Traffic Simulation — The practical way to test systems
Traffic Simulation (aka shadowing) is simply to replay the production traffic patterns to the test cluster or a new cluster containing the new “deployed” version of service. The traffic can be a real time where the traffic is replayed in “deployed” and “released” version simultaneously and can be “asynchronous” where traffic is recorded and replayed.
According to Principal Of Chaos Engineering, it says:
Systems behave differently depending on environment and traffic patterns. Since the behaviour of utilisation can change at any time, sampling real traffic is the only way to reliably capture the request path.
Any strategy in quality engineering including better test coverage, covering corner cases, covering security tests, doing load tests and so on will not suffice if we do not understand how the product or services are being used. It is the fact that how system would behave with real production traffic is always a mystery, and it become more complex in distributed system and containerised environments. Adopting traffic simulation can be a great way to enhance confidence in new and existing code base against production traffic.
Having said that, as we cannot just move fast and break things, more and more fast pace teams try to adopt it in one or another way.
Following are two primary use cases (however there are more) of traffic simulation are:
- Functional — Use cases like analysing and replaying the functional path of the services to the new code base over testing cluster or any replica cluster.
- Non-Functional — Use cases like replaying the production traffic at the throughput of 2x to reveal how system would scale with 2x traffic.
As Doris Lessing says, “Things are not quite so simple always as black and white”, so its adoption comes with its own complexity and that depends upon the type of complexity we have with target system. Some system with less backend computations are simple to simulate than having the system with complex business configurations, logics and processing. Some open questions to address while adopting traffic shadowing are -
- Security concern in processing production data like customer information and so on.

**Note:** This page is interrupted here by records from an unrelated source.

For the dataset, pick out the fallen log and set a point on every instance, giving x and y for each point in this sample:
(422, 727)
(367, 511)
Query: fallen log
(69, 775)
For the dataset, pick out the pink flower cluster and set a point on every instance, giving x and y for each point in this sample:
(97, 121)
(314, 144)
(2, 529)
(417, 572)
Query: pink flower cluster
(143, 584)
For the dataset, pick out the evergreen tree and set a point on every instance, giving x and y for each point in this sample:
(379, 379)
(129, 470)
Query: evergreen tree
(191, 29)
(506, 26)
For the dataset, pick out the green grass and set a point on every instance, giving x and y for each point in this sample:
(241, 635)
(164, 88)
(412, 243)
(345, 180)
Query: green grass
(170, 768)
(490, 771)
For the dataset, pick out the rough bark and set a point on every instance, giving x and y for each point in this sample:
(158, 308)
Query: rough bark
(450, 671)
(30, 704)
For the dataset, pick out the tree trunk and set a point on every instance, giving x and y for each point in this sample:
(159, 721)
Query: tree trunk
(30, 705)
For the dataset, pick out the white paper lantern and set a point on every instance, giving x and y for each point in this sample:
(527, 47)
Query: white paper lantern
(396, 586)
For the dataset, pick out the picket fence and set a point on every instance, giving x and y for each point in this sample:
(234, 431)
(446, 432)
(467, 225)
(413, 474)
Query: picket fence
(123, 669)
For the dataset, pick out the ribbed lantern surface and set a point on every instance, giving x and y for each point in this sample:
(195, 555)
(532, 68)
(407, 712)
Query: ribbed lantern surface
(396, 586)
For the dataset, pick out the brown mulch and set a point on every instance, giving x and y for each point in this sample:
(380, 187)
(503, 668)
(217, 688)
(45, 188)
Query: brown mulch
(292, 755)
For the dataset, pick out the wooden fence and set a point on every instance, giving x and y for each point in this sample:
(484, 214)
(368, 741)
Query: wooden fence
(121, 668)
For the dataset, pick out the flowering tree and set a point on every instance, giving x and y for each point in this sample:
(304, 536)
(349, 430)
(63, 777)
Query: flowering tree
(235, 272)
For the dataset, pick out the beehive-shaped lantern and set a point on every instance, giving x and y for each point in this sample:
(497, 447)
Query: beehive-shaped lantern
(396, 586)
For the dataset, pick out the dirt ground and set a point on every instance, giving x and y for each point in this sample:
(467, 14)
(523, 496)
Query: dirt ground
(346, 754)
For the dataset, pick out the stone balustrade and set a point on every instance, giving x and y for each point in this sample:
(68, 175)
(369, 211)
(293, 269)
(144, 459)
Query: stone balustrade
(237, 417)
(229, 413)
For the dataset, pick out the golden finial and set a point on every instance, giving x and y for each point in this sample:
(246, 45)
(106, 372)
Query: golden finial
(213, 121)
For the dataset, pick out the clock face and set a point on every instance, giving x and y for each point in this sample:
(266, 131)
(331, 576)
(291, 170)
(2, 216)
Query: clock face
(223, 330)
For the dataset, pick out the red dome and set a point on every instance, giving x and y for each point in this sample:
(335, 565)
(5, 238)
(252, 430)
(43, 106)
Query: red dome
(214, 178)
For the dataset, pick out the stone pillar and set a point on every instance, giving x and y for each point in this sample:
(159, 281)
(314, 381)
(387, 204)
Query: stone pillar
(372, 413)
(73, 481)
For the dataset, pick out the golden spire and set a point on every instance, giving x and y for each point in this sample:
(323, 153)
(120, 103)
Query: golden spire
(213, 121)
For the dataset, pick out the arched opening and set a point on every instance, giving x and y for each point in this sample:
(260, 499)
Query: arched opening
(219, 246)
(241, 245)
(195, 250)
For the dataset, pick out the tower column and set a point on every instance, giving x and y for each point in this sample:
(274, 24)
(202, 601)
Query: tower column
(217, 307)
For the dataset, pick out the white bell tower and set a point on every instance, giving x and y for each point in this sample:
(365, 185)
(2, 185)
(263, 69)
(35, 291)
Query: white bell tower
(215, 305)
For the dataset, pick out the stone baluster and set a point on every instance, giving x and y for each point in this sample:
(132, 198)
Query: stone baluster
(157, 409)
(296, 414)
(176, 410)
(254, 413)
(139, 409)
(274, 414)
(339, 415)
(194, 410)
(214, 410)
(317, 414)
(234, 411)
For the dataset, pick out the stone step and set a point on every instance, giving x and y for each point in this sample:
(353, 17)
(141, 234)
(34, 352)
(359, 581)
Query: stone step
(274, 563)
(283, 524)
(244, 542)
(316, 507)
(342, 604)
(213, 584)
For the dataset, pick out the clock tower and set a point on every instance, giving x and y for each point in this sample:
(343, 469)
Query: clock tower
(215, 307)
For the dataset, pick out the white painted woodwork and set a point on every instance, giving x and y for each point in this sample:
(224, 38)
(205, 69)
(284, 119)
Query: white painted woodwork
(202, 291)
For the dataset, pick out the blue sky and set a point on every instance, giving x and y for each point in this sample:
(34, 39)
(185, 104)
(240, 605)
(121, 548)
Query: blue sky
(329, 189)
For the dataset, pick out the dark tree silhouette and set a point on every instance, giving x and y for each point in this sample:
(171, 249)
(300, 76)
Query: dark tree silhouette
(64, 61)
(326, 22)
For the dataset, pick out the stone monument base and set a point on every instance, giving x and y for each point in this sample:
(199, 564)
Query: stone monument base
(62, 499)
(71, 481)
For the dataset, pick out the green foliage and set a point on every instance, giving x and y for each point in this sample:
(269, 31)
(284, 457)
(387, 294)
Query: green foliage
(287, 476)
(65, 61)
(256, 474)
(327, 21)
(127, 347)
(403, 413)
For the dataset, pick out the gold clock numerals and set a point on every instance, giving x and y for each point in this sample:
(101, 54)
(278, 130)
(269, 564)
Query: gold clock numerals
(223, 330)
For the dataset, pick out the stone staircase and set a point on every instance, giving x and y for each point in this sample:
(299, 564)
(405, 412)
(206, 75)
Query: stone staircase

Should we filter the production data?
- If service updates the data then how to isolate those changes and not impact the state of system?
- How easy it is to create a production like environment with DATA?
- How do we contain our test cluster to not interfere with live collaborator services?
And so on, above are the real challenges faced by the teams and can be the reason to NOT to try traffic shadowing.
In Capillary Tech, we invested time & effort in writing the custom traffic shadowing tool that cater the above challenges and moving in direction of “Testing without Writing Tests”.
Note — Idea is NOT to get into code or implementation but to discuss the concept.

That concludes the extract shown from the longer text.